I’m not entirely sure who they were designed for, but I’m guessing that they didn’t get out much, they could have even been featured on one of those enlightening Channel 5 ‘documentaries’, where phrases like ‘bed bound’ teams of nurses’ and ‘epic task’ might be bandied about.

Strangely enough, at 6am I figured strapping on a belt would do the trick to bring them into line. It didn’t. So, attracting the gaze of elderly holiday makers, who lined the seafront benches, with the copious flapping of my billowing pantaloons, I resolutely made my way through town.

A panoramic shot of Lynmouth taken on the phone, while the ocean gusts played merry havoc with
my lower garmet.

I stopped for a bag of chips as an appetiser for the Bolognese I was having later, before taking a drive up to the Tors Hotel, which is perched high on cliffs that overlook Lynmouth bay, to get a coffee and catch the last of the sun’s rays before they disappeared behind the surrounding hills.

Another phone shot in colourful Lynmouth. You can see the tracks
for the cliff railway to Lynton on the right.

As the light was beginning to fade I drove back to the campsite to get the fire going before it got dark. Unfortunately my wilderness skills are not quite on a par with Ray Mears, I doubt they’re even on the same level as Ray Charles, but I did what I could.

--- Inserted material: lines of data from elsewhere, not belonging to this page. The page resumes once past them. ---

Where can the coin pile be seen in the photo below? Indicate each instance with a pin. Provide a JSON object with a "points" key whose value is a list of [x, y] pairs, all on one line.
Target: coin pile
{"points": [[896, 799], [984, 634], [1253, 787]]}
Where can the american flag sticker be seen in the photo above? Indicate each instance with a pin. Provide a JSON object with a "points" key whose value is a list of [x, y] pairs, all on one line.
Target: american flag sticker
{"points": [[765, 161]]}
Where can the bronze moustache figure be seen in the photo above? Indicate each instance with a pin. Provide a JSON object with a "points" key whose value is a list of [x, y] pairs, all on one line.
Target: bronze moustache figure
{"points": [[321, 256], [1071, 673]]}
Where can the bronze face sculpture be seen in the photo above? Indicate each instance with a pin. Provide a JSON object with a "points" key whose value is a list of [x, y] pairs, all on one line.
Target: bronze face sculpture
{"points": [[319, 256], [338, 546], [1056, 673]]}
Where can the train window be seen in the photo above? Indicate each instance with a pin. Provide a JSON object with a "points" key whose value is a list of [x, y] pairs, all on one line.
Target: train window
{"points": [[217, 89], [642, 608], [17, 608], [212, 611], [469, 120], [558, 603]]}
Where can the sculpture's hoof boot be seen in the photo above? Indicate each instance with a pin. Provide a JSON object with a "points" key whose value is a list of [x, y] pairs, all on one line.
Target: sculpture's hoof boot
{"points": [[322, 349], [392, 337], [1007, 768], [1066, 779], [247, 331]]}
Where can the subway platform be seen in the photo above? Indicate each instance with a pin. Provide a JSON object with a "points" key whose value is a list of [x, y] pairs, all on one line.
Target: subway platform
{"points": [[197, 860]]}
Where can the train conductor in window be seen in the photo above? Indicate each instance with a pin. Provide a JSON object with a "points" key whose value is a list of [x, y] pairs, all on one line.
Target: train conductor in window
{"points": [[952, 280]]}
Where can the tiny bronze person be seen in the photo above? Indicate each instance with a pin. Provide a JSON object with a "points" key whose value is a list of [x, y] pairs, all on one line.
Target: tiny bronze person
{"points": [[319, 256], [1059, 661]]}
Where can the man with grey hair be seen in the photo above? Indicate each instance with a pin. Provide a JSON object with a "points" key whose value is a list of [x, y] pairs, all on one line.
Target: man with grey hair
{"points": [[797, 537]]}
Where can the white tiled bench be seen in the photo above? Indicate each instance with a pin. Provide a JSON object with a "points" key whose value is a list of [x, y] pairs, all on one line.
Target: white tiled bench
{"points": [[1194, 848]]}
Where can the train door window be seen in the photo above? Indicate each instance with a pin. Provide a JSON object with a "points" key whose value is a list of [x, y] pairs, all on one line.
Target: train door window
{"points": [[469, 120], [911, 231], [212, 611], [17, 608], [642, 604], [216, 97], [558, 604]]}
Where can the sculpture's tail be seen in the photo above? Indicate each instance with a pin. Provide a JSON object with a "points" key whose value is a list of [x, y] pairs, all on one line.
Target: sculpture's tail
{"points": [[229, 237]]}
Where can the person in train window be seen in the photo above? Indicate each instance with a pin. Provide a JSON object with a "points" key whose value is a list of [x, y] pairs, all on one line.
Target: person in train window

It may have seemed from a distance, if you’d happened to be passing by and taken an interest, that someone was trying to convey an impressive and complicated message via smoke signal, perhaps in the mistaken belief there was a tribe of Native Americans camped in the next field, But on closer inspection you would have seen a man in oversized, roomy denims, frantically struggling with a small pile of kindling.

Then you may, in all possibility, have suddenly experienced feelings of despondency and anguish, not only for him, but for humanity in general, before making the sudden decision to walk off into the woods and kill yourself in the face with a rock.

But on the plus side, I got it going enough for sufficient heat to warm the bottle of red wine I had thoughtfully brought with me.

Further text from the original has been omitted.